Now, as Facebook clams up — but says it is cooperating with investigations into the Trump administration’s ties with Russia, including the one being conducted by special counsel Robert Mueller — some people are calling on the company to tell the public more about the Russian disinformation campaign.

Trevor Potter, president of the Campaign Legal Center and a former chairman of the Federal Election Commission, wrote a letter to Facebook CEO Mark Zuckerberg this week.

“[B]y hosting these secretly-sponsored Russian political ads, Facebook appears to have been used as an accomplice in a foreign government’s effort to undermine democratic self-governance in the United States,” Potter wrote, according to Yahoo News. “Therefore, we ask you, as the head of a company that has used its platform to promote democratic engagement, to be transparent about how foreign actors used that same platform to undermine our democracy.”

Sen. Mark Warner, D-Virginia, who’s on the Senate Intelligence Committee, said this week during an interview with MSNBC’s Rachel Maddow that he thinks Facebook’s revelations about the Russian ads are “just the tip of the iceberg” and that Facebook needs to do more to find out what happened. He and Sen. Richard Burr, R-North Carolina, have told reporters they are discussing a possible public hearing for Facebook representatives — maybe some from Twitter, too, which was plagued with pro-Trump bots — about the issue.

It didn’t help matters when ProPublica reported this week that Facebook’s self-serve ad platform was allowing advertisements that targeted groups such as “Jew haters.”

New: Now there are reports that Twitter allows ad buys that target users who like the N-word, and that Google allows ad buys that target people searching for racist terms. (End new)

Not surprisingly, Facebook is getting slammed on social media. Here’s a tweet from Laura Olin, a digital strategist who has worked with Hillary Clinton and Barack Obama.

The tweet provides a perfect segue to Google and its woes.

The internet giant, which already is the target of a U.S. government lawsuit accusing it of paying women less than men, was sued this week by former female employees who allege the same thing, and add that the Mountain View-based company has a “sexist culture.” Google has resisted giving the Labor Department all the data the agency is seeking, such as detailed employee information. A judge recently agreed with Google, limiting the amount of information the company must turn over.
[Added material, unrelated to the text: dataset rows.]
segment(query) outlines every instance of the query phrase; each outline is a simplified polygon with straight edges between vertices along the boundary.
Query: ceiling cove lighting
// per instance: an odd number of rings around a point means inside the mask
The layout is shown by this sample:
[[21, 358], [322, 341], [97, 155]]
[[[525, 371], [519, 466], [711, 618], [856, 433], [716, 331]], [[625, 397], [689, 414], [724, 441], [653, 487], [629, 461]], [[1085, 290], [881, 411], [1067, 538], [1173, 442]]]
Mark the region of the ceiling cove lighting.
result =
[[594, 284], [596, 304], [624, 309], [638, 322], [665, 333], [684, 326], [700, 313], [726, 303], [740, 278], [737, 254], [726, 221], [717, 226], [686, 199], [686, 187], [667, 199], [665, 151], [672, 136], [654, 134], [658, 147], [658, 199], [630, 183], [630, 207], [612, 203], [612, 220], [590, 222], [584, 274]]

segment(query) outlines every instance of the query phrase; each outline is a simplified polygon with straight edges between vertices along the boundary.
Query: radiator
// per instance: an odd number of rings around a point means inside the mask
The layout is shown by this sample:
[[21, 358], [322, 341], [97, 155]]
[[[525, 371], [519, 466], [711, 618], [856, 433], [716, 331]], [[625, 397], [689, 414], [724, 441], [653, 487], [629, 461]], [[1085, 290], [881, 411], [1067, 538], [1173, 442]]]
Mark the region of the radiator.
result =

Also, Google faces a possible fine if found guilty of a charge leveled by Yelp this week. Yelp, a longtime thorn in Google’s side, filed a complaint with the Federal Trade Commission, accusing the internet giant of violating terms of a 2012 settlement in which it agreed not to “scrape” other companies’ content for use in its own search results. Yelp said it found its photos for local business listings in Google search results.

“Antitrust is back, baby,” Yelp’s chief policy officer, Luther Lowe, told BuzzFeed this week. (By the way, Google also appealed this week a record $2.9 billion antitrust fine by the EU.)

Add all that trouble to the flak Google is getting related to think tank New America Foundation’s recent ousting of a critic who has been critical of Google and tech monopolies, and you have people such as former White House adviser Steve Bannon calling for regulating companies such as Google and Facebook as utilities.

Meanwhile, Clinton — the Democratic presidential candidate who lost the 2016 election — also appeared on Maddow’s MSNBC show this week.

Facebook has “just begun to own up” about Russian interference in the election, Clinton said Thursday. “They have a long way to go before they get where they need to be.” Clinton also said other tech companies should disclose whether their platforms were exploited by the Russians.

The harsh spotlight on tech companies comes as they are losing clout in Washington. For one thing, they aren’t  young up-and-comers anymore. And of course, they are dealing with a presidential administration whose views they often disagree with: They have spoken up against Trump’s travel ban against some Muslim companies; Trump pulling the United States out of the Paris climate accord; Trump going after an Obama-era immigration policy that could result in deportations of nearly 800,000 people; and more.